Occasional moderate mechanical turbulence was likely in the area with severe turbulence possible near convective activity. National Weather Service aviation forecast and advisory products were reviewed and compared to reported weather conditions during the course of the investigation with no significant discrepancies noted.

Local area residents reported that they were experiencing strong winds, and heavy rain with lightning and thunder at the time of the accident. A sheriff's deputy reported that two separate weather cells were passing through the area. About 40 miles north at Blue Canyon, California, the weather reporting facility was reporting: wind 200 degrees at 15 with gusts to 28; 1/4 mile visibility and heavy snow; altimeter 29.69 inHg. About 23 miles southwest at Mather, California, the weather reporting facility was reporting: wind 180 degrees at 11; 10 miles visibility; 5,500 foot broken clouds; and altimeter 29.84 inHg.


The wreckage was located at 38 degrees 36 minutes 289 degrees north latitude and 120 degrees 51 minutes 994 degrees west longitude, about 1,615 feet msl. Most of the airplane was located in an impact crater with some scatter uphill about 60 feet on a magnetic heading of 076 degrees. The scatter consisted of cabin roof, cabin door, cowl door, radio and instrument parts, personal baggage, and interior parts. A post accident fire consumed most of the airplane center section and other parts. The entire airplane was accounted for at the accident site except for the rudder counter weights. The rudder, vertical stabilizer, horizontal stabilator, and trim tab were overhanging the center of the fire area as an assembly. No evidence of overtravel or flutter were noted on the rudder. The wing flaps and landing gear appeared to be in the retracted position.
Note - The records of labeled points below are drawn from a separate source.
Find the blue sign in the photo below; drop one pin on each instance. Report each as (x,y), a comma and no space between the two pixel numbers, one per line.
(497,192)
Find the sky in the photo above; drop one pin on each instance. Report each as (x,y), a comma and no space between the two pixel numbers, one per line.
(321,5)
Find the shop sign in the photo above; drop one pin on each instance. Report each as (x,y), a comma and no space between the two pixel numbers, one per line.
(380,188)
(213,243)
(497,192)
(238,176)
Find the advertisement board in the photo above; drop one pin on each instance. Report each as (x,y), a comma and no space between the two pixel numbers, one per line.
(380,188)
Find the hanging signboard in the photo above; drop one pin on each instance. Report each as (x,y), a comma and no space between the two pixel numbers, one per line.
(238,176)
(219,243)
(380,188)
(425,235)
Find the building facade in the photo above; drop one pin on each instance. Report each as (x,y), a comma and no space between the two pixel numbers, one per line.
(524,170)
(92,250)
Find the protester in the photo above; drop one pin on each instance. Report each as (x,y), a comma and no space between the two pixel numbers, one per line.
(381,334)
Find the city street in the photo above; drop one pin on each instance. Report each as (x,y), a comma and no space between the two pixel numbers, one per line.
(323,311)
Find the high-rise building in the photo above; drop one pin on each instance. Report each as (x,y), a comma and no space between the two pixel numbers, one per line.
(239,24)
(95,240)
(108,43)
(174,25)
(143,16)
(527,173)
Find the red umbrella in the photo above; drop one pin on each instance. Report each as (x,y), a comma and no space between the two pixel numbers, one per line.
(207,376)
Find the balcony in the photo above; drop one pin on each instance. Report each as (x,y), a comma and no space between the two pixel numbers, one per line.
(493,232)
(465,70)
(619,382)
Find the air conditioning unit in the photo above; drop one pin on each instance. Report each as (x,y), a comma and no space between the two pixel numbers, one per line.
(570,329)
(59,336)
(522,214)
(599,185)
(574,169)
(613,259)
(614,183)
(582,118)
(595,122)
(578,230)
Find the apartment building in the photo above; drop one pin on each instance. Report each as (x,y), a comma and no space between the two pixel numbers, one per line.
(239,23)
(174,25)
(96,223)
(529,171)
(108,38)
Wing span accordioning near parallel to the wing chord center line was evident from wing tip to wing tip. The engine was located below the ground level average. Of the three propeller blades broken from the propeller hub, two were visible in the engine crater. All three propeller blades were examined with two revealing leading edge damage and trailing edge "S" bending. The third blade displayed a forward bend.

Examination of the center section revealed the two fuel selectors pointing to their respective wing tips, or left selector to the 9 o'clock and right to the 3 o'clock position. Traces of blue fuel were found in the wing tip fuel tanks. The main fuel tanks were destroyed. The recording tachometer was still attached to the drive cable in the center section area and was fire damaged. The altimeter was located uphill from the wreckage and damaged with the barometric window indicating about 29.83 inHg. The airplane 8-day clock was indicating 8:50 with the face glass missing. The gyro horizon and directional gyro were destroyed by impact forces and post accident fire. No other instrument information was recovered. The dry air vacuum pump was broken open revealing fractured carbon vane blocks. The vacuum pump splined drive coupling was destroyed by fire.


The El Dorado County Medical Examiner was unable to perform an autopsy on the pilot nor obtain suitable samples for FAA toxicological analysis.


The airplane wreckage was released to the insurance company representative on December 19, 2001.